3.1 Wave excitations can store large amounts of 3-D information efficiently and faithfully
3.2 Spatially selective retrieval can deliver the information needed for the geometric computations of movement
3.3 3-dimensional wave storage may occur in the thalamus
3.4 The waves may propagate on a superfluid-like state of matter.
A plane wave in a three-dimensional medium has the form E = E0 cos(k.x) , where E is a position-dependent parameter of the medium (such as polarisation), x is position in the medium, and k is the wave vector. Since k is a three-dimensional vector, one plane wave can represent a point at an external position r, where k = µr and µ is a constant. If the wave equation in the medium is linear, there can be very many different waves in the same region, with different wave vectors k , without any interference between them. The waves can represent an arbitrary collection of points in three-dimensional space.
So a wave excitation can be an unrestricted 3-D metric representation of objects in space. This representation is similar to a hologram, with similar advantages:
Suppose there is such a wave excitation somewhere in the brain, used as the 3-D metric representation of local space. Certain neurons have transducers (analogous to the light-receptive structures in rods and cones) which couple to the oscillations, to store and retrieve the information.
If each such neuron has tranducers on its dendrites distributed in the medium so that it is sensitive to one wave vector k, it needs many such transducers to get good resolution in k; but these need not cover the whole wave medium, so we can satisfy any neuron wiring constraints. It acts like an extended antenna in the medium. However, if each input/output neuron had a fixed wave vector, then to store and retrieve information about N**3 points we would need N**3 neurons - no saving over a pure-neural design. There are two possible solutions:
(a) Tunable antennae : The sensitivities of the tranducers on one neuron could be altered dynamically (e.g by synapses from other neurons) to tune or `steer' the antenna to different wave vectors. This can be used for both storage and retrieval - transmission and reception.
(b) Non-linear `searchlight' retrieval: The transducers are sensitive to the wave excitation E in a non-linear manner; for instance, they measure E**2. To retrieve information about objects in the vicinity of some spatial position r0 , the medium is stimulated by an extra `searchlight' excitation with wave vector k0 = µ r0 . Memory traces for spatial positions near r0 (i.e. excitations with wave vectors near k) beat with this excitation producing slowly-varying changes in E**2. Neurons tuned to this slowly-varying component of E**2 observe memory traces for objects near r0 .
Either (a) or (b) removes the need for very large numbers of retrieval neurons. The non-linear method, while selectively retrieving information about objects in a small spatial neighborhood, also computes the three-vector displacements of points relative to the centre of the neighborhood.
This spatially invariant retrieval is of great help for many important computations. It is useful for both movement computation (because the laws of motion and geometry are spatially invariant) and for spatially invariant object recognition.
The wave storage mechanism meets all the requirements for a spatial working memory. It is:
Its inputs and outputs are summarised in figure 2.
Figure 2: Information flows to and from the unrestricted 3-D spatial representation
Where might such a representation be located in the brain? The cortex, being a two-dimensional structure, is not suitable; more likely candidates are in central structures. Of these, there are reasons to favour the thalamus:
1. Shape: Each thalamus has roughly equal size along all three dimensions; it can support excitations with well-defined wave-vectors in three dimensions,with neurons in thalamic nuclei acting as transducers.
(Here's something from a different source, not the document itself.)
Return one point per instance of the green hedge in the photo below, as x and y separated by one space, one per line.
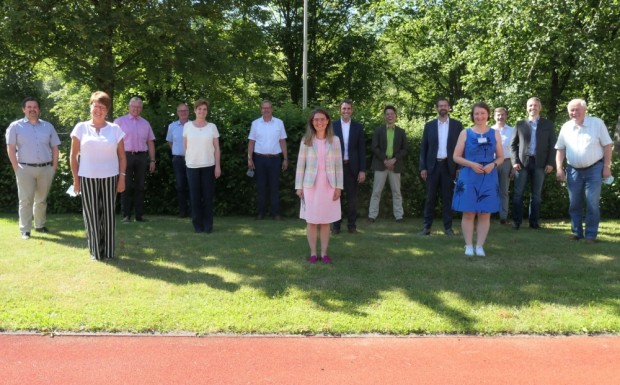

2. Required inputs and outputs: The thalamus is directly coupled to sense data of all modalities, and has reciprocal paths to many cortical areas, to support all the information flows of figures 1 or 2.
3. Attention-Focusing Mechanisms: There need to be control mechanisms to direct the focus of input and output to the 3-D representation. There are several lines of evidence (reviewed by Newman 1995, 1996) that the thalamic reticular nucleus serves this purpose. Theoretical models for this attention gating have been proposed (e.g. Crick 1984; Taylor & Alavi 1993).
4. Evolutionary Timescales: The need to understand the shapes and places of objects in local space has probably been a strong selection pressure for up to half a billion years. We would not expect the brain's response to this pressure to be localised in recent brain structures, such as the neocortex. The thalamus is an older structure.
5. Distinctive Synaptic Structure: Wave transducers are probably associated with synaptic structure; there are distinctive large synaptic aggregations in all thalamic nuclei, involving the dendrites of relay cells and interneurons (Jones 1985; Steriade et al 1990).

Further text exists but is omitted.